Her pretty lips pursed in distaste. “I think we did it, him and me. You know how it is, when you suddenly come around and you got somebody’s slime all over you, and you don’t know how it got there?”

Scagnelli was tired of her now. She was no longer attractive and sexy and mysterious, no longer special in any way. She was just another job, just like she’d been the job for a lot of guys and gals during her career. “Yeah, I know how it is. I don’t blame you a bit.”

“The last time, they gave us pills every four hours.” A tuft of bubbles dangled from the tip of her nose. “I want so much to forget.” She glanced at the razor blades. “Forget everything.”

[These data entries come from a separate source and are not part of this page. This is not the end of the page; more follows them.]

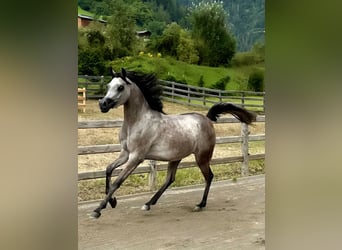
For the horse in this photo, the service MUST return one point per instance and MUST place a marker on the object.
(149, 133)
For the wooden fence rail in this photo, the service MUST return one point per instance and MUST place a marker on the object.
(152, 167)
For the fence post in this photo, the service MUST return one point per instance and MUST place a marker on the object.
(173, 90)
(244, 149)
(189, 100)
(102, 91)
(204, 103)
(152, 177)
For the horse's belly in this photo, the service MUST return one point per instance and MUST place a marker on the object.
(169, 151)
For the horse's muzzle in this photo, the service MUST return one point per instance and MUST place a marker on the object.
(106, 104)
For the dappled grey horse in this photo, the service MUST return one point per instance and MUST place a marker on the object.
(148, 133)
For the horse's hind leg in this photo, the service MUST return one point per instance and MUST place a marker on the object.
(203, 163)
(171, 174)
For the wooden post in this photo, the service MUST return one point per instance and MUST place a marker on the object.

“The prescription’s changed since then,” he said, fishing the vial from one of the pouches on his belt. “What have you taken tonight?”

“Nothing much,” she said, and her words were slurring now. “Six Valium and a couple of oxies. Couple glasses of wine.”

“We’ll fix you right up,” Scagnelli said.

“Will I forget everything again?”

“You betcha.” He twisted the lid from the vial and knelt beside the tub.

“Good, because I was starting to remember more stuff. That senator, the one who wants to run for president-”

“Burchfield.” She’d already forgotten. These Monkey House people were a mess.

Her glazed eyes were staring at the window, where a moth was thumping against the steamy glass. “I don’t know. Maybe I was in a movie with him or something.”

Bedtime for Bonzo. Every Republican president needs a monkey as a sidekick. It’s a wonder Clint Eastwood hasn’t run for the Oval Office yet. With a fucking orange monkey as VP.

“I’ll bet you two made a cute couple,” he said, shaking some pills into his hand. “A real Brangelina.”

“They said we’d forget everything,” Anita Molkesky said. “That it would all go away.”

“These will help,” he said, pushing a couple of the pills against her lips. She opened automatically and he shoved the rough leather finger of the glove in her mouth, forcing the pills against the back of her throat. Her eyes widened, and she had no choice but to swallow.

She raised a lethargic arm, smearing soap bubbles against his cheek. He fished a couple more tablets from the vial. The barbiturates contained a gram each, and one could be fatal. Even with the toxins already swirling in her bloodstream, she probably had built up quite a tolerance over the years. But someone of her weight, which he judged to be around 110, would never metabolize four grams.